Azure OpenAI Service Breakdown: GPT-3.5, GPT-4, Use Cases, Users, and Trends
OpenAI Service product manager shares what 18,000 businesses are doing
“RAG [for knowledge management bots] is essentially 80% of use cases that we see on OpenAI today. We are now announcing a new capability in Azure OpenAI Service, which allows organizations to use Azure OpenAI models on their own data. With just a few clicks,…this means businesses can create applications that base responses on their own organizational data with natural language processing.” - Mona Whalin, Microsoft Azure
Mona Whalin, product manager for Azure OpenAI Service, provided a deep dive into the use of OpenAI’s foundation models by over 18,000 businesses. While most everyone may start with OpenAI going directly to the company’s APIs, I am increasingly hearing that they generally shift over to Azure when it’s time to promote their solutions to production. The infrastructure and APIs are more stable and offer elastic scaling. This is even causing some companies to try Azure for the first time.
Generative AI Use Cases
Whalin took the stage at the Synthedia 4 conference to offer a behind-the-scenes briefing about how GPT-3.5 and GPT-4 are used by enterprises today. Eighty percent are using generative AI grounded with their own data through retrieval augmented generation (RAG) for knowledge management chatbots. However, there are other use cases for personalized content, image generation, code generation, trend forecasting, call analytics, customer service agent assistance, and more.
Notice that Whalin also broke out the capabilities that support the use cases. Azure views content generation, summarization, code generation, and semantic search as 1.0-level capabilities enabled by generative AI. She shared several examples of 2.0-level capabilities segmented by industry. These include media workflows in telecommunications, a digital proposal assistant in manufacturing, and a smart incident manager in automotive.
The information provided here is not theoretical. Whalin referred to actual projects currently in development or production through Azure OpenAI Service today. A key takeaway from the information is that generative AI is already being applied to a broad set of use cases. You will likely recognize some of these as long-standing operational challenges that may finally get addressed because of the unique capabilities offered by generative AI and large language models (LLM) in particular.
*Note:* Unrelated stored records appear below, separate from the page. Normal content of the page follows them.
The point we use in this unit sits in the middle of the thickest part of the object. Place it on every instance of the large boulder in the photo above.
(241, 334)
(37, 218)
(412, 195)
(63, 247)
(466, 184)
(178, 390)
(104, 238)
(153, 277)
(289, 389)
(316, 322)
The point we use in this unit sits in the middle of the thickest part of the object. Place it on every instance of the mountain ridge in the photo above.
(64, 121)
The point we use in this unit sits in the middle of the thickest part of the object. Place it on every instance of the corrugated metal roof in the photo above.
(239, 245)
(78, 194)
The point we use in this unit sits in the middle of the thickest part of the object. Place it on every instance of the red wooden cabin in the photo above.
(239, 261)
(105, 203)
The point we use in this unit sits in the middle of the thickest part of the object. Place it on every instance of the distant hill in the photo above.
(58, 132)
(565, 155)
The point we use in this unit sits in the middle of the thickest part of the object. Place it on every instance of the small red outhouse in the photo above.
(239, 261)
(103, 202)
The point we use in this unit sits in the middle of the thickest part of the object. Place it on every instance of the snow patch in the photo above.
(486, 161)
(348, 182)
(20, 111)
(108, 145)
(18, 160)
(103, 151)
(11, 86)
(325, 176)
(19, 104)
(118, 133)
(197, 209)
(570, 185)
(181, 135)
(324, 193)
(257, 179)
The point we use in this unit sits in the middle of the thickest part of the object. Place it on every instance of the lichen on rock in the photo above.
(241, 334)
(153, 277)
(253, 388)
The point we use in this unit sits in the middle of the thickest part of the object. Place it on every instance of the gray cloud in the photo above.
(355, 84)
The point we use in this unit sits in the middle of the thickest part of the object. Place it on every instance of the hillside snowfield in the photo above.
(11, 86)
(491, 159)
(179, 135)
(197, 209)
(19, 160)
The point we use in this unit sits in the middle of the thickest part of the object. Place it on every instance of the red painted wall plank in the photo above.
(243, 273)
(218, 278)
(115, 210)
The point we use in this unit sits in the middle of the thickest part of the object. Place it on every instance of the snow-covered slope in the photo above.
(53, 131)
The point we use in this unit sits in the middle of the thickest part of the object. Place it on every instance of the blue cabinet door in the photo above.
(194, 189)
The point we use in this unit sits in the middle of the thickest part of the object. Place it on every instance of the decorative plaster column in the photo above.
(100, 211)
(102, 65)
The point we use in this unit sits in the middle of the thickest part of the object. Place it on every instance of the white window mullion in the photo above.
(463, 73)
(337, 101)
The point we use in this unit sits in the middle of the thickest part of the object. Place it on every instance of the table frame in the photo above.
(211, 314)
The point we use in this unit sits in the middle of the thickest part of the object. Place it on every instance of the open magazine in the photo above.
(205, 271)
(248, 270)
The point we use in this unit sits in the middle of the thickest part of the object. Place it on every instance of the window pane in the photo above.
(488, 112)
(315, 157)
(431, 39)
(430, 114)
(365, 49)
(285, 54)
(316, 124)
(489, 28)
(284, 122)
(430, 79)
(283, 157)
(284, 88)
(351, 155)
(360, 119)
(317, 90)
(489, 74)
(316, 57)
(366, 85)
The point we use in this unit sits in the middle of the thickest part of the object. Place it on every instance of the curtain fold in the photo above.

A Shift to Owned Data and Orchestration
Whalin discussed the limitations of general-purpose bots for business use cases. Those limitations are a key reason why RAG and other approaches that infuse company data into solutions alongside LLMs aren’t just popular; they are generally necessary to achieve the objectives. Knowledge of the world is useful. Grounding in the knowledge of the business is critical.
The other trend that comes with enterprise adoption is orchestration. You must connect with other systems and services once you get beyond knowledge management and want to execute a business process. The objective may also lead to running multiple LLMs that are tuned to specific tasks. This means that orchestration, or selecting where tasks are routed and which are accepted as responses, becomes a requirement. Whalin also indicated the shift toward solutions with orchestration is a rising trend.
OpenAI vs. Azure OpenAI
Microsoft is the largest shareholder in OpenAI and also runs Azure OpenAI Service, which seemingly pits the organizations against each other when it comes to signing up customers. Whalin rejected the idea that there was an explicit conflict as OpenAI builds models and services, and Azure is there to help organizations bring those to production at scale.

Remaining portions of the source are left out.